Translation and sampling (reparameterisation) invariance of signatures

One of the big attractions of the signature transform is that it may optionally be invariant to two particular types of noise.

Translation invariance

The signature is translation invariant. That is, given some stream of data \(x_1, \ldots, x_n\) with \(x_i \in \mathbb{R}^c\), and some \(y \in \mathbb{R}^c\), then the signature of \(x_1, \ldots, x_n\) is equal to the signature of \(x_1 + y, \ldots, x_n + y\).

Sometimes this is desirable, sometimes it isn’t. If it isn’t desirable, then the simplest solution is to add a ‘basepoint’. That is, add a point \(0 \in \mathbb{R}^c\) to the start of the path. This will allow us to notice any translations, as the signature of \(0, x_1, \ldots, x_n\) and the signature of \(0, x_1 + y, \ldots, x_n + y\) will be different.

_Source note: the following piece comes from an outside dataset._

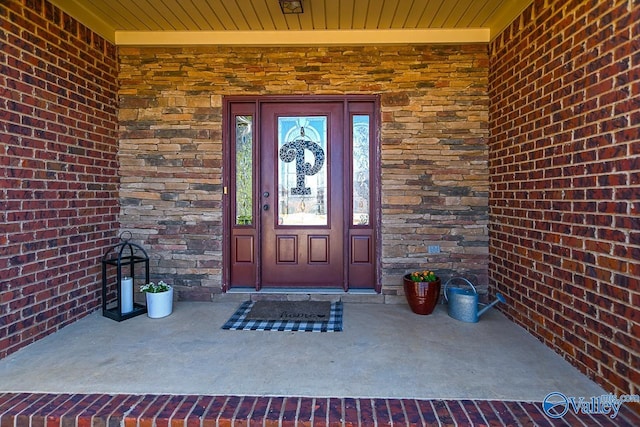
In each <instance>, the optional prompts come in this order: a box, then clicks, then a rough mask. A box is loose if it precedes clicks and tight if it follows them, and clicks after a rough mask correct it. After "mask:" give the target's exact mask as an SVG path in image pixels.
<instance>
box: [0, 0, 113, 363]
mask: <svg viewBox="0 0 640 427" xmlns="http://www.w3.org/2000/svg"><path fill="white" fill-rule="evenodd" d="M0 28H2V30H1V31H0V46H1V47H2V48H1V53H0V91H1V93H2V94H1V95H0V358H2V357H5V356H6V355H8V354H10V353H13V352H15V351H17V350H18V349H20V348H22V347H24V346H26V345H27V344H29V343H32V342H33V341H35V340H37V339H39V338H42V337H44V336H46V335H48V334H50V333H52V332H55V331H56V330H58V329H60V328H62V327H63V326H65V325H67V324H69V323H71V322H73V321H75V320H76V319H79V318H81V317H83V316H85V315H86V314H88V313H90V312H92V311H94V310H96V309H97V308H98V307H99V305H100V283H101V282H100V280H101V276H100V260H101V258H102V256H103V254H104V252H105V248H107V247H108V246H109V245H111V244H114V243H115V242H114V239H113V238H114V236H117V233H118V229H119V224H118V222H117V216H118V211H119V208H118V176H117V172H118V167H117V162H116V150H117V141H116V118H117V116H116V99H117V91H116V88H117V82H116V70H117V66H116V49H115V47H114V46H113V45H111V44H109V43H108V42H106V41H105V40H104V39H102V38H101V37H99V36H98V35H96V34H94V33H92V32H91V31H89V30H88V29H87V28H86V27H83V26H82V25H80V24H79V23H78V22H77V21H75V20H74V19H72V18H70V17H69V16H68V15H66V14H64V13H62V12H61V10H60V9H58V8H57V7H55V6H53V5H51V3H48V2H45V1H42V0H34V1H24V2H23V1H15V0H9V1H3V2H1V4H0Z"/></svg>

In code, this can be accomplished very easily by using the basepoint argument. Simply set it to True to add such a basepoint to the path before taking the signature:

import torch
import signatory
path = torch.rand(2, 10, 5)
sig = signatory.signature(path, 3, basepoint=True)

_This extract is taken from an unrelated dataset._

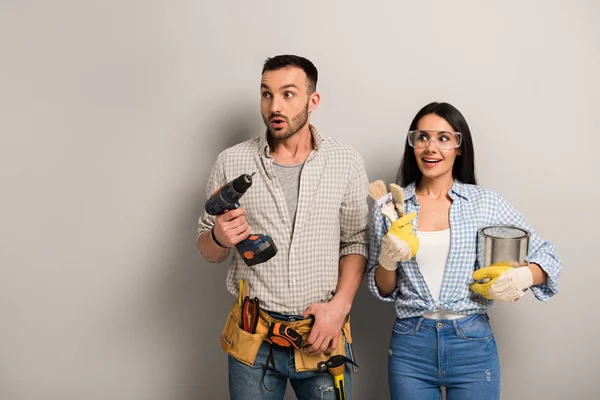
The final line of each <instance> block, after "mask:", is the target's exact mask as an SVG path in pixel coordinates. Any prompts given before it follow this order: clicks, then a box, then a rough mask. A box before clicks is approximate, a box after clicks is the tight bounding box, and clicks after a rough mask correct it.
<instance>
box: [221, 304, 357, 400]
mask: <svg viewBox="0 0 600 400" xmlns="http://www.w3.org/2000/svg"><path fill="white" fill-rule="evenodd" d="M269 314H270V315H271V316H272V317H274V318H277V319H279V320H288V321H292V320H298V319H301V318H302V317H301V316H286V315H282V314H276V313H269ZM344 343H345V345H346V356H347V357H349V355H348V353H349V349H348V344H347V343H346V342H345V340H344ZM271 350H272V351H273V361H274V364H275V368H273V364H272V363H269V365H268V366H269V368H267V370H266V374H265V366H266V365H267V363H268V362H269V361H268V360H269V353H270V351H271ZM274 369H275V370H274ZM344 371H345V372H344V383H345V385H346V394H347V398H348V400H351V398H352V396H351V391H352V368H351V366H349V365H346V369H345V370H344ZM263 374H265V375H264V379H263ZM288 379H289V380H290V383H291V385H292V388H293V389H294V393H295V394H296V398H297V399H298V400H318V399H323V400H335V392H334V390H333V376H332V375H331V374H329V373H328V372H317V371H306V372H296V367H295V358H294V350H293V349H287V348H281V347H277V346H272V347H271V345H269V343H267V342H263V343H262V345H261V346H260V349H259V350H258V354H257V355H256V359H255V360H254V365H252V366H251V367H250V366H248V365H245V364H243V363H241V362H239V361H237V360H236V359H235V358H233V357H232V356H229V394H230V396H231V399H232V400H263V399H264V400H283V398H284V395H285V389H286V387H287V380H288Z"/></svg>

Sampling (reparameterisation) invariance

The signature is sampling invariant. This has a precise mathematical description in terms of reparameterisation, but the intuition is that it doesn’t matter how many times you measure the underlying path; the signature transform may be applied regardless of how long the stream of data is, or how finely it is sampled. Increasing the number of samples does not require changing anything in the mathematics or in the code. It will simply increase how well the signature of the stream of the data approximates the signature of the underlying path.

Tip

This makes the signature transform an attractive tool when dealing with missing or irregularly-sampled data.

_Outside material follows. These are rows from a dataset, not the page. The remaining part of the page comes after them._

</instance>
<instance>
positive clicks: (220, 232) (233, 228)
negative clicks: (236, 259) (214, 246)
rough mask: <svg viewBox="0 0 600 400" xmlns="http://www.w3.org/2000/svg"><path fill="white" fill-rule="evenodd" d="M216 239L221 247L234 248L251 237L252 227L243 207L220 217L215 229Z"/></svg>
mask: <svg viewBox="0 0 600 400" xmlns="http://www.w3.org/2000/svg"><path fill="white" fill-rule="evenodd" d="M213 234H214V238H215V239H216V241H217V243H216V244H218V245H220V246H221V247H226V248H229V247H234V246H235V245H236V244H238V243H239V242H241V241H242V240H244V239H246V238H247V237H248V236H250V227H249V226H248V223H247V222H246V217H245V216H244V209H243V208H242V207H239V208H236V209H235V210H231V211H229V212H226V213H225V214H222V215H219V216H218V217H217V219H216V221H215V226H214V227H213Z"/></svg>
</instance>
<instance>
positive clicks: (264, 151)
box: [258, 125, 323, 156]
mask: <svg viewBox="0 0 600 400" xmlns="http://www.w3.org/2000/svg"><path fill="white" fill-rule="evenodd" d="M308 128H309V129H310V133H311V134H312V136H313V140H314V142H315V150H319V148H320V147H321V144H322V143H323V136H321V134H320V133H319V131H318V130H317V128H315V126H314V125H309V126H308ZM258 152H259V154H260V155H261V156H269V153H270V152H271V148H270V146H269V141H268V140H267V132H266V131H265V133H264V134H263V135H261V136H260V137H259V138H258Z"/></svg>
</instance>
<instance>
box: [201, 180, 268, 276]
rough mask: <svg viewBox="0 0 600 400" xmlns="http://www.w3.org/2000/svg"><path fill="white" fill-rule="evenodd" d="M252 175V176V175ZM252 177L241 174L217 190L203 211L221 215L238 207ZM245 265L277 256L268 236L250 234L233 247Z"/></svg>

Let’s given an explicit example.

Suppose the underlying path looks like this:

And that we observe this at particular points (the underlying path is shown as well for clarity):

Alternatively, perhaps we observed this at some other set of points:

Then the signature transform of \(x_1, \ldots, x_{6}\) and \(y_1, \ldots, y_{10}\) will be approximately the same, despite the fact that the two sequences are of different lengths, and sampled at different points.

Important

The reason for this is that the index of an element in a sequence is not information that is used by the signature transform.

What this means is that if time (and things that depend on the passing of time, such as speed) is something which you expect your machine learning model to depend upon, then you must explicitly specify this in your stream of data. This is a great advantage of the signature transform: you can use your understanding of the problem at hand to decide whether or not time should be included. Contrast a recurrent neural network, where the passing of time is often implicitly specified by the index of an element in a sequence.

For example, if you want to do handwriting recognition, then you probably don’t care how fast someone wrote something: only the shape of what they wrote.